小鳥もまた、余が目覚めていることに気付きもせず、呑気に羽を休めていた。食わなかったのは、大して腹の足しにもならぬことだけが理由ではない。
そして小鳥は、少女になる。
それが少女であると気付いたのは、駆けてきた彼女が「怪獣さん!」と余を呼んだからである。頬や腕を黒く汚した彼女は、海で会った猿たちと同じ姿をしていた。だが余には、荒れ野に咲く一輪の花のようにも見えた。
ようやく出会えた。
余は、こんなにも小さき者のために海を渡り、見知らぬ土地で煙に巻かれ、身を焦がされたのだ。
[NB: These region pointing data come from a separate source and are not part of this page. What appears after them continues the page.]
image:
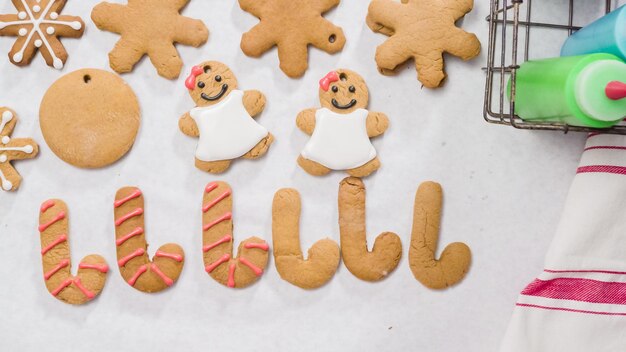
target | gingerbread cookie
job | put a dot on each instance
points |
(38, 26)
(89, 118)
(323, 256)
(223, 118)
(56, 259)
(367, 265)
(291, 25)
(149, 27)
(421, 30)
(132, 249)
(12, 149)
(217, 241)
(341, 130)
(455, 259)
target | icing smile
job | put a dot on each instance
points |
(220, 94)
(347, 106)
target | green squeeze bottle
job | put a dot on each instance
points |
(587, 90)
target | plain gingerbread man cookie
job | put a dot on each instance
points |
(223, 118)
(421, 30)
(149, 27)
(341, 130)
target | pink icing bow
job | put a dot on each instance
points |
(331, 77)
(190, 82)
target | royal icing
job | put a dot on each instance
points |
(33, 21)
(340, 141)
(7, 116)
(227, 131)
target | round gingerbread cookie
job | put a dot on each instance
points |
(89, 118)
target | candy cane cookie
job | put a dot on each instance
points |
(132, 249)
(57, 265)
(217, 241)
(367, 265)
(455, 259)
(323, 256)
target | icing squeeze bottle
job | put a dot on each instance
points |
(586, 90)
(605, 35)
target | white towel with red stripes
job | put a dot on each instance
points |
(579, 302)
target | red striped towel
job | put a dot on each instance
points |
(579, 302)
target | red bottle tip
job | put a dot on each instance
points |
(615, 90)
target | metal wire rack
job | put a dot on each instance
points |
(511, 30)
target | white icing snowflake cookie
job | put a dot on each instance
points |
(38, 25)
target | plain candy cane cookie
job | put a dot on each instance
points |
(12, 149)
(38, 25)
(421, 30)
(367, 265)
(132, 249)
(223, 118)
(56, 259)
(323, 257)
(291, 25)
(217, 241)
(341, 130)
(89, 118)
(455, 258)
(149, 27)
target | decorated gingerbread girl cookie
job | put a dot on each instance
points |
(341, 130)
(223, 118)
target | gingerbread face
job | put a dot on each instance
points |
(210, 83)
(343, 91)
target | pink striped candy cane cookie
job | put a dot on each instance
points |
(217, 241)
(55, 256)
(130, 239)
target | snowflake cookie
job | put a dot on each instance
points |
(12, 149)
(149, 27)
(38, 26)
(421, 30)
(291, 25)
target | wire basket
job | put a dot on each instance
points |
(512, 28)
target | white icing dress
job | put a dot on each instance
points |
(227, 131)
(340, 141)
後悔などするものか。むしろ胸の中は誇りで一杯である。
見よ、余の姿を。余はこんなにも美しいもののために命を賭したのだ。
鼻の向こうに少女の顔がある。鼻先に、柔らかく温かな感触がある。そういえばいつだったか、博識君が言っていた。
「この世には、愛を示すために口づけをする動物がいるのです」
夢見心地だった意識が、急速に晴れた。
余の鼻先にはまだ少女が立っている。このまま余の傍にいたら、彼女にも危害が及ぶのは明らかだ。
「ありがとう、お嬢さん。私はもう大丈夫です。あなたもどうか、元気を出して」
低い唸り声であったが、彼女には伝わっただろう。その顔に浮かんだ表情は、おそらく〈笑み〉だった。
体を起こし、彼女を潰さぬよう注意しながら立ち上がった。尻尾を振りながら踵を返し、向かってくる敵意の群れに対峙する。
痛いのは嫌だが、海へ向かうにはこの道を帰るしかない。それが、今の余に課せられた一番の使命である。
余は身震いした。
そして、大いなる一歩を踏み出した。